Astaire is buried at Oakwood Memorial Park, Chatsworth, California, USA, the same cemetery where long-time dancing partner, Ginger Rogers, is located.
The evaluation of Astaire’s first screen test: “Can’t act. Can’t sing. Balding. Can dance a little.”
Astaire disguised his very large hands by curling his middle two fingers while dancing.
The only time he and Gene Kelly ever danced together on screen (other than the linking-segments in the 1976 compilation movie, “That’s Entertainment, Part II”) was in one routine, titled “The Babbitt and the Bromide” in the 1946 movie “Ziegfeld Follies”.
Appears on the sleeve of The Beatles’ “Sgt Pepper’s Lonely Hearts Club Band” album.
Made a cameo appearance in John Lennon and Yoko Ono’s “Imagine” film, escorting Yoko through a doorway; after one successful take, he asked to try again, believing he could do a better job.
While all music and songs were known to be dubbed (recorded before filming), his tap dancing was dubbed also.
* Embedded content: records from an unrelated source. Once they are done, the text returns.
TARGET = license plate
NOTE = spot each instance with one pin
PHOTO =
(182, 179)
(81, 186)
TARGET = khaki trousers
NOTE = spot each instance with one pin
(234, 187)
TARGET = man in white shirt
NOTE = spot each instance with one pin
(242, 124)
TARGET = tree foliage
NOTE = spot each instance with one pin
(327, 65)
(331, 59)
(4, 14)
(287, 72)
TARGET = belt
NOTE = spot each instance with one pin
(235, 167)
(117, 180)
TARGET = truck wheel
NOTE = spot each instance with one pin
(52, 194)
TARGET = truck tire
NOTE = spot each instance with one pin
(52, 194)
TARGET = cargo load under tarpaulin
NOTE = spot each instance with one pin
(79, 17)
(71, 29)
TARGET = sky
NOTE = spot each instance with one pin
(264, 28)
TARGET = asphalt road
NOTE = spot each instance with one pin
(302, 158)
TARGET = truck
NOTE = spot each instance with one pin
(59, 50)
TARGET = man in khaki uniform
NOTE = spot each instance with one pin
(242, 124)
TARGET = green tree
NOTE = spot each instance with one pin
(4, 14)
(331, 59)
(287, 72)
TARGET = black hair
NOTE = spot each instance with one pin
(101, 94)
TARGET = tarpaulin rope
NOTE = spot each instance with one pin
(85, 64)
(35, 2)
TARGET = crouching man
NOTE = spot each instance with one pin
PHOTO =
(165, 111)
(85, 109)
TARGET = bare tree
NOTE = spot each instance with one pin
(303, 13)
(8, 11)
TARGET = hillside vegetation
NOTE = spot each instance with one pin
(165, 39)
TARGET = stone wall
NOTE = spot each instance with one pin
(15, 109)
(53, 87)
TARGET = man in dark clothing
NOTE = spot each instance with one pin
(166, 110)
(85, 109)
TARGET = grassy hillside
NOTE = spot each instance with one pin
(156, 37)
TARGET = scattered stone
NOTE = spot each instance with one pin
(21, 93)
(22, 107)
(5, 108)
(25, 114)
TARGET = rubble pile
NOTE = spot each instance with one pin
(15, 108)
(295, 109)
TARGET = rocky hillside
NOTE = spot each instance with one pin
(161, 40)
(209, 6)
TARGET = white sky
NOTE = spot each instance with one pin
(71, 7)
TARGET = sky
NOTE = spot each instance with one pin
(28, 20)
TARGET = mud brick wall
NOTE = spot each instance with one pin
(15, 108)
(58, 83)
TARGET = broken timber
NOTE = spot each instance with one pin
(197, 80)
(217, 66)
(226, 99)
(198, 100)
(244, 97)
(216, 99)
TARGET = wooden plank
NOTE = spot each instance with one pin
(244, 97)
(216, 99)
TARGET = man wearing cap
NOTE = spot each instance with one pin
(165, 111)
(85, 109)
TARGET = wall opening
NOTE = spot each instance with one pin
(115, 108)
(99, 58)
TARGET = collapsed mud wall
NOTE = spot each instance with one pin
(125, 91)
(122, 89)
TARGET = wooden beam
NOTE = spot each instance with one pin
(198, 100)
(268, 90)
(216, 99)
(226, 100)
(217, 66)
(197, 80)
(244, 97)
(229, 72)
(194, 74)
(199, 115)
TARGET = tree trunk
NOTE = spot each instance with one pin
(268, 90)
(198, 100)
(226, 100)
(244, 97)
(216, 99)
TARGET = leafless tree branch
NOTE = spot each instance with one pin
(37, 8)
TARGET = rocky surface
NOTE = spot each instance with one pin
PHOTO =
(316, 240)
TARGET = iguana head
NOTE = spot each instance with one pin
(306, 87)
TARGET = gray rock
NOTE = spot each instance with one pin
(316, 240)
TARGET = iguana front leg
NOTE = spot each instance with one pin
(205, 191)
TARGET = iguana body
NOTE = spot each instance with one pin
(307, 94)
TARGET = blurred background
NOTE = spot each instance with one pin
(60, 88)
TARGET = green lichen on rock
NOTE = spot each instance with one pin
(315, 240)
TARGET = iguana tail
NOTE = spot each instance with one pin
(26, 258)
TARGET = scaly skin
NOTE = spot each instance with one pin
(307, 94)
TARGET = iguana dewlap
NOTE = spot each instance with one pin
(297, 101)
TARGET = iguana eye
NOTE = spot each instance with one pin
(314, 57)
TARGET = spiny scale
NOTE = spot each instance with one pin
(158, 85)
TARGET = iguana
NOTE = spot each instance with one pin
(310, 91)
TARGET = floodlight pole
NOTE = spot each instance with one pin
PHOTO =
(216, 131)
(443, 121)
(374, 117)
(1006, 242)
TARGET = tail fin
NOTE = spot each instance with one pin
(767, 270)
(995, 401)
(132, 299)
He “over-dubbed” his taps – recording them live as he danced to the previously recorded taps.
Tony Martin the husband of MGM star/dancer Cyd Charisse said he could tell who she had been dancing with that day on an MGM set. If she came home covered with bruises on her, it was the very physically-demanding Gene Kelly, if not it was the smooth and agile Fred Astaire.
When Ginger Rogers received a Kennedy Center Honor in 1992, Robyn Smith, widow of Fred Astaire, withheld all rights to clips of Rogers’ scenes with Astaire, demanding payment. The Kennedy Center refused and Rogers received her honor without the retrospective show.
Was the very first name entered on IMDB (nm0000001).